恋人のフリをする二人(3)
花火大会の翌日は休講だった。
互いに予定のない一日だったので、私達ははじめて朝から待ち合わせることにした。
行先は、さほど遠くはない水族館だ。
大学の知り合いや零二君のファン達と遭遇しないか不安が過ったが、零二君が調べたところ、その日は夏休みの特別校外学習で何校かの小学校が合同で貸し切っているらしく、空いた枠を枚数制限ありで予約販売していたらしい。
さすがにそんな手間をかけてまで来場する学生は少ないんじゃないかと、零二君はチケットを差し出しながら笑った。
万が一知り合いに会っても、俺と栞は同じ講義を受けているのだから別に友達になっても変じゃないだろ?その辺の理由付けは俺に任せてよ。
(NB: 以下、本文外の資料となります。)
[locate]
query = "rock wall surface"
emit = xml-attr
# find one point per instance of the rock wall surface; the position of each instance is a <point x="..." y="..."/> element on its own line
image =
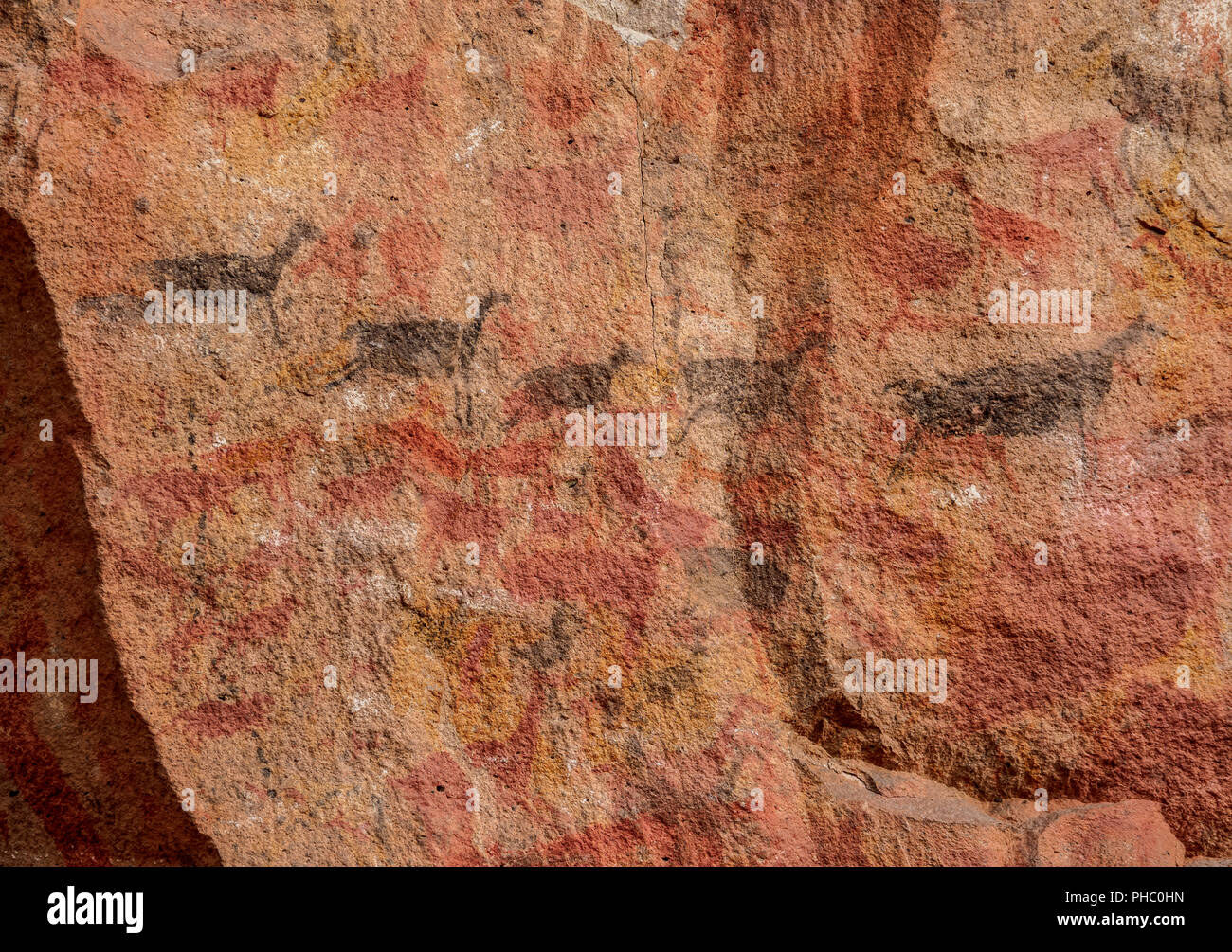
<point x="364" y="582"/>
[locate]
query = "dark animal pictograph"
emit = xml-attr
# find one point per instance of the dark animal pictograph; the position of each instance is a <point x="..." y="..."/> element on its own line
<point x="1015" y="399"/>
<point x="259" y="275"/>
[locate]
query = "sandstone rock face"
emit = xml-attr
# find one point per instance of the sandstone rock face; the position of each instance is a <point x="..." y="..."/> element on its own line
<point x="364" y="582"/>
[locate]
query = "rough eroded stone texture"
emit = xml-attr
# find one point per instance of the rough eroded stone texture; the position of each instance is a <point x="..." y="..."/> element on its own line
<point x="477" y="278"/>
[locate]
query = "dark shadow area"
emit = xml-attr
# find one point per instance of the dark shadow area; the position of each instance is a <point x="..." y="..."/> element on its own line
<point x="81" y="783"/>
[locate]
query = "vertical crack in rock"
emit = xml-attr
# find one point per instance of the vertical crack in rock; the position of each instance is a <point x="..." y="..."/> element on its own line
<point x="81" y="783"/>
<point x="645" y="229"/>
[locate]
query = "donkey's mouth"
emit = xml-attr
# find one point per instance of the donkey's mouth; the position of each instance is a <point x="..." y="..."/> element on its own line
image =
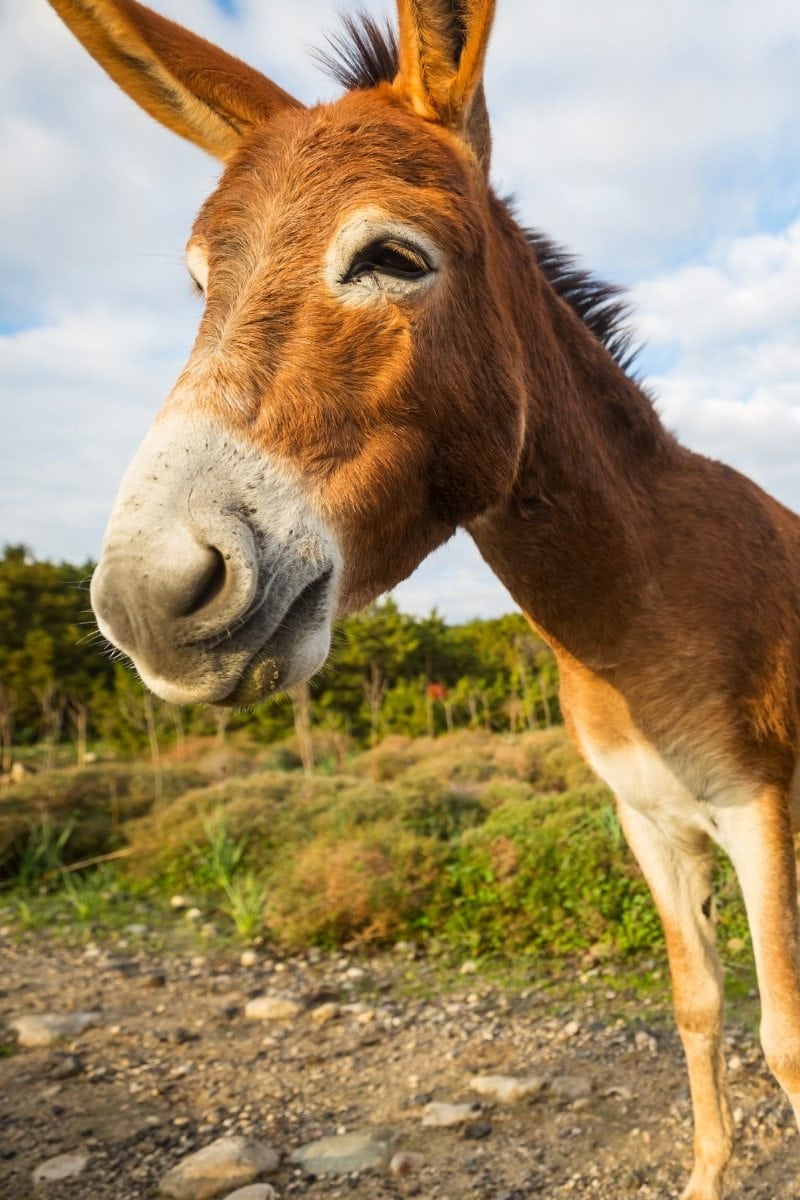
<point x="293" y="652"/>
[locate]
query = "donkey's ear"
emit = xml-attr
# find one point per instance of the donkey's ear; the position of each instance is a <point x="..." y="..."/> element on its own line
<point x="441" y="52"/>
<point x="185" y="82"/>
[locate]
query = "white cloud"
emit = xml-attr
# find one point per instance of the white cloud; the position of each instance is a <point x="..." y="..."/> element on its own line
<point x="732" y="327"/>
<point x="644" y="137"/>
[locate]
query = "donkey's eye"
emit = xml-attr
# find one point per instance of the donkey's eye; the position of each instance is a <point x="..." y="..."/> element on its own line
<point x="391" y="258"/>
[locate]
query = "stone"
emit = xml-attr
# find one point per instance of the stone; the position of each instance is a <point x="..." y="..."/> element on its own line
<point x="154" y="979"/>
<point x="571" y="1087"/>
<point x="65" y="1066"/>
<point x="505" y="1089"/>
<point x="254" y="1192"/>
<point x="347" y="1153"/>
<point x="212" y="1171"/>
<point x="439" y="1115"/>
<point x="44" y="1029"/>
<point x="324" y="1013"/>
<point x="271" y="1008"/>
<point x="477" y="1129"/>
<point x="62" y="1167"/>
<point x="405" y="1163"/>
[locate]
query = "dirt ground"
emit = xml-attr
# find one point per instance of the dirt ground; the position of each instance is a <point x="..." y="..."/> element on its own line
<point x="174" y="1063"/>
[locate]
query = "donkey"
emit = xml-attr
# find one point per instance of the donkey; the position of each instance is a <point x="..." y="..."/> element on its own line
<point x="385" y="355"/>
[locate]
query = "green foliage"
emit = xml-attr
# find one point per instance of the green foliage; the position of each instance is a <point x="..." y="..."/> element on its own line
<point x="470" y="839"/>
<point x="62" y="816"/>
<point x="41" y="849"/>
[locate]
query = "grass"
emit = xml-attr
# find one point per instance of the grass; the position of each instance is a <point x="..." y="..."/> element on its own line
<point x="498" y="847"/>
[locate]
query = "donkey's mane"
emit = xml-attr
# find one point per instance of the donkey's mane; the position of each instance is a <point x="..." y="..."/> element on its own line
<point x="365" y="54"/>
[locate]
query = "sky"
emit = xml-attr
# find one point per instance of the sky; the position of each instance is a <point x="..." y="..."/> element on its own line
<point x="660" y="143"/>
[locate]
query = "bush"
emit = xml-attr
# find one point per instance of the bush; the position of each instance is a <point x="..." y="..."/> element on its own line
<point x="82" y="808"/>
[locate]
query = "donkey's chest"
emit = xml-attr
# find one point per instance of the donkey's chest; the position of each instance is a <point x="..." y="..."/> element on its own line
<point x="643" y="780"/>
<point x="678" y="793"/>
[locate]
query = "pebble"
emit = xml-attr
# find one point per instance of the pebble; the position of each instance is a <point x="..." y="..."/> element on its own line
<point x="439" y="1115"/>
<point x="505" y="1089"/>
<point x="347" y="1153"/>
<point x="271" y="1008"/>
<point x="324" y="1013"/>
<point x="571" y="1087"/>
<point x="477" y="1129"/>
<point x="226" y="1163"/>
<point x="62" y="1167"/>
<point x="44" y="1029"/>
<point x="405" y="1163"/>
<point x="65" y="1066"/>
<point x="254" y="1192"/>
溢れんばかりの社交性の持ち主である零二君にそう言ってもらうと、何だか妙に安心してしまう私がいた。
短い時間の中でも、確実に彼への信頼が増している証でもあるのだろう。
高校時代の自分を思えば、そこまで誰かとの信頼関係を構築できていることに少なくない感動を覚えてしまう。
そしてもしかしたら、その信頼の進んだ先に恋愛が待っているのかもしれない…と、かすかな予感も掠めたり。
それが正解か誤りか、今の私にはまだまだ判別できないけれど。
「あれ…?」
待ち合わせ場所に着いた私は、そこに零二君の姿がないことに驚きの声がこぼれた。
まだ約束の時刻ではないが、いつもなら、私が待ち合わせ場所に着いた時には必ず零二君が先にそこにいるのだ。
それは一度たりとも違えた事なかった。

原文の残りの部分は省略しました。